FusionCharts Suite XP

FusionCharts enables the creation of richly interactive JavaScript-based charts, with the advantage that they can be easily and quickly embedded anywhere where JavaScript can be run. A key advantage here is that as they run in native Javascript they will look and function identically across whatever devices they are displayed on.

It offers a large number of templates which users can simply feed their own data sources into, with the company claiming that a complete beginner will be able to create their first charts and graphics within 15 minutes of sitting down with the software. 90 chart types are available from the start, from simple line and pie charts to more sophisticated heat map, zoom line and treemap charts.


Another visualization-focused analytics tool that is widely popular across a large number of commercial and industrial uses. Plot.ly is known for its ability to create more technical and complex interactive charts and visualizations due to its plug-and-play relationship with analytical programming languages including R, Matlab and Python.

Plot.ly’s foundation are the open source D3.js Javascript visualization libraries but it adds an advanced and intuitive graphical user interface as well as connectivity with a number of proprietary CRM systems including the ubiquitous Salesforce.

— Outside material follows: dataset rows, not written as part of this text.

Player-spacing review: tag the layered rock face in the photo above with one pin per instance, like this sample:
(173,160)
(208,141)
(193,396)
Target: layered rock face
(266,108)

Visualizations can be created through the online interface or with any of the supported programming languages by accessing its libraries directly. Anything you create from simple charts to fully interactive visualizations based on real-time Big Data can be simply embedded into websites or reports through HTML or iFrames.


Carto is specifically focused at creating graphics that take the form of maps, and as such has a number of features that make it a great choice for this particular form of data visualization. It uses a wizard-driven interface which means it doesn’t take long to start mapping your data thanks to a graphical, web-based drag-and-drop environment.

Its software-as-a-service (SaaS) model means that it is both affordable for small organizations but also scales as your needs for graphical reporting of location-based intelligence grows.

How to Use Data Visualization for SEO

Visualizing your data has a significant impact on interpretation. Visualization can help represent search volume for different keyword sets you want to use in your next campaign. Visualization tools can also present a detailed analysis of your site from the SEO point of view.

Data visualization can help elevate your SEO strategies in several ways. Here are the most effective areas in that visualization will help boost SEO.

Competitive Analysis

Working on your SEO strategy also means evaluating what competitors are doing. The analysis helps you understand what requires doing and areas to improve.

Visualization can help you:

  • Determine the social media strength of competitors.
  • Find top competitors for a keyword.
  • Analyze competitor backlink profiles.
Keyword Difficulty Distribution

The above is an example of using a bar chart to visualize the keyword difficulty distribution of current keyword rankings.

Backlink Analysis

Visualization also aids you in creating an effective link-building campaign. Some items to analyze include:

  • Backlink geographic locations.
  • Quality of backlinks.
  • The distribution of backlink anchor text.

Data visualization is a vital contribution to the success of any business practice. What makes visualization critical is its ability to convey complicated data sets visually. Anything that can condense large amounts of data into infographics, charts, and graphs is a successful recipe.

It’s clear incorporating visualization in your digital marketing operations elevates SEO capabilities too. Further, visualizing your data plays a major role in business development and SEO decisions.